In una prima fase le autorità americane hanno preso per buono l’insegnamento di Benjamin Strong, presidente della Fed negli anni ’20. Diceva il preveggente Strong: «Per evitare la prossima crisi bancaria occorre inondare le strade di quattrini, di liquidità». Così che le imprese non soffrano del rarefarsi del credito e possano continuare per la loro strada produttiva. Morì nel 1928, la crisi bancaria arrivò e nessuno seguì i suoi insegnamenti: l’America precipitò in un incubo. Questo errore oggi non è stato commesso: le banche centrali di tutto il mondo hanno inondato le strade di liquidità. Ma non è bastato.
La Fed ha poi utilizzato al massimo il suo potere di convincimento: la tal banca si fonda con la talaltra. È il caso di Bear Sterns e poi di Merrill Lynch. Ma non è bastato.
Solo a questo punto si è rotto il meccanismo collaudato e il governo americano ha messo pesantemente i piedi nel piatto. Tirando fuori dal suo portafoglio (sarebbe meglio dire quello dei contribuenti americani) mille miliardi di dollari per comprare carta finanziaria, oggi invendibile, e metterla in un enorme congelatore. Il freddo può far bene, pensano a New York, e finita la tempesta, si possono sciogliere i ghiacci e rivenderli senza perdere. Un meccanismo già adottato dalla presidenza Reagan, che statalista non si può definire.
Arriviamo così al punto fondamentale. L’atteggiamento dell’amministrazione americana è quanto di più lontano ci sia da un posa ideologica. Il quadro di riferimento è quello tipico di una società liberale. Ma il comportamento di tutti i giorni è pragmatico. Si cerca una soluzione e solo il giorno in cui si è trovata si cercano gli eventuali colpevoli. Ma c’è un rischio di fondo in comportamenti di questo tipo. Quando a causa di un’emergenza si sospende il treno del libero mercato è facile che chi lo ha fatto si compiaccia della sua nuova posizione di dominus. La politica tende ad ampliare i suoi spazi e gli ambiti delle proprie decisioni: il processo di riduzione della sua influenza è più difficile.

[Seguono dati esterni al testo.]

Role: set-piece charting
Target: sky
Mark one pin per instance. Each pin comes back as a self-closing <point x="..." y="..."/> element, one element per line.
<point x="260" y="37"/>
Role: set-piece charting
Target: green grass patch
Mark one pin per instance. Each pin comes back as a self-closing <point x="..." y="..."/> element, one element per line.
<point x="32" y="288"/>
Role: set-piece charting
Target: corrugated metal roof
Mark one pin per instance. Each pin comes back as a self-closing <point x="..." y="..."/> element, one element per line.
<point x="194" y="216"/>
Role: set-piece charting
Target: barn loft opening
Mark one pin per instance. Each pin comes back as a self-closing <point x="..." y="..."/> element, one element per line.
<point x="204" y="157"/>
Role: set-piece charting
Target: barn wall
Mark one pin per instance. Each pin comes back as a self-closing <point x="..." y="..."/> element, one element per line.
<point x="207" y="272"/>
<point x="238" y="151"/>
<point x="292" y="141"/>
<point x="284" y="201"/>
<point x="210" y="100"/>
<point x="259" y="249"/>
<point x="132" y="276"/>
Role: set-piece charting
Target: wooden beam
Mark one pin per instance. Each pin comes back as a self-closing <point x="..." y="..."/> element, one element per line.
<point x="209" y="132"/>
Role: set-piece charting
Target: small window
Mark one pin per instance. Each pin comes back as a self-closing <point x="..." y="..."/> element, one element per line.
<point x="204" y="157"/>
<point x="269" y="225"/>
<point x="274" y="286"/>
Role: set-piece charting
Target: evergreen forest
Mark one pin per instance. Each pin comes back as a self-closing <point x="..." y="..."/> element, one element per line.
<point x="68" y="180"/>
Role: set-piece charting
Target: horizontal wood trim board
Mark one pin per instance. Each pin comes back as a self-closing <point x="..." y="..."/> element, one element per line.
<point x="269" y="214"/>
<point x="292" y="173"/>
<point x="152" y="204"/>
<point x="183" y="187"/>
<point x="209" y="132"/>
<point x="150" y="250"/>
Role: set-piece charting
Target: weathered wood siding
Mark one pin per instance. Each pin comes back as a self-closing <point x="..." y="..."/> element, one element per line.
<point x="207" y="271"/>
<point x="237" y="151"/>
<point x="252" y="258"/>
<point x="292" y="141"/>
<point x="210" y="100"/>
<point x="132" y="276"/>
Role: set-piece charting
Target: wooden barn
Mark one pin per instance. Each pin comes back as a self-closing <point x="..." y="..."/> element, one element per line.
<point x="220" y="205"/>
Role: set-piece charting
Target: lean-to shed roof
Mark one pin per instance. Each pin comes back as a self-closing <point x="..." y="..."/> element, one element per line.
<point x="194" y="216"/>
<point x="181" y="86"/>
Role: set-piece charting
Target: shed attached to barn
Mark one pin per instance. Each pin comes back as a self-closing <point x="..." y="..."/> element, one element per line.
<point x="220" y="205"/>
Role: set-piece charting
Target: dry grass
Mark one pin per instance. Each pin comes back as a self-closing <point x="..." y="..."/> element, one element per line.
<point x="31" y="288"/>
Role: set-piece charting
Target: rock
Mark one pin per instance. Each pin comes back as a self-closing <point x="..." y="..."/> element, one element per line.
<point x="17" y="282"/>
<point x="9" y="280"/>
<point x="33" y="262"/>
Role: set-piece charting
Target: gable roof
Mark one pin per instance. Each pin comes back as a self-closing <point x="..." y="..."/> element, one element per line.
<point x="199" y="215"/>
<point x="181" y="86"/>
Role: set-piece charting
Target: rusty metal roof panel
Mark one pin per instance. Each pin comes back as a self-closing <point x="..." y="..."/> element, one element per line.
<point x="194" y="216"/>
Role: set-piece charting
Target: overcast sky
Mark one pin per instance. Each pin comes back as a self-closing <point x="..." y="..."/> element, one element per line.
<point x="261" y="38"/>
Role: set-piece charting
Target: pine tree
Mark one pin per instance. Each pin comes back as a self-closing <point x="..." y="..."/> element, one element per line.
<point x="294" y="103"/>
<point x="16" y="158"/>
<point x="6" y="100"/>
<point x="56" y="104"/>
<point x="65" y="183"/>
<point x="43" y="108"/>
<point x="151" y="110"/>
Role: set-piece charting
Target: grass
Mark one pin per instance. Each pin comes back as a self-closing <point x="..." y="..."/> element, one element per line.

Le due disastrate agenzie Fannie e Freddie nacquero in risposta alla grande crisi immobiliare degli anni 30 e hanno resistito nella loro forma parapubblica fino ad oggi, creando i pasticci di questi giorni. Il problema è dunque di tempi.
C’è un secondo ed ultimo rischio fatale che portano con sé decisioni di intervento come quelle adottate dall’amministrazione Bush: il rischio contagio. Se domani mattina le case automobilistiche di Detroit (non si tratta di un’ipotesi peregrina) chiedessero aiuti per la tragica condizione finanziaria in cui versano, con quali argomenti si potrebbe loro rifiutare un «pezzo di pane». Altrettanto si può dire per la nostra parte del mondo. In Europa non vi è alcun problema sulle regole che governano la finanza. Le nostre banche sono per lo più commerciali e in buona forma. Ma da più parti si sente chiedere maggiore regolamentazione.

Semmai l’impresa europea ha bisogno di meno regole e non il contrario. Ecco. Il rischio contagio esiste ed è forte e non è presente solo nei bilanci delle banche, ma anche nelle teste dei nostri governanti.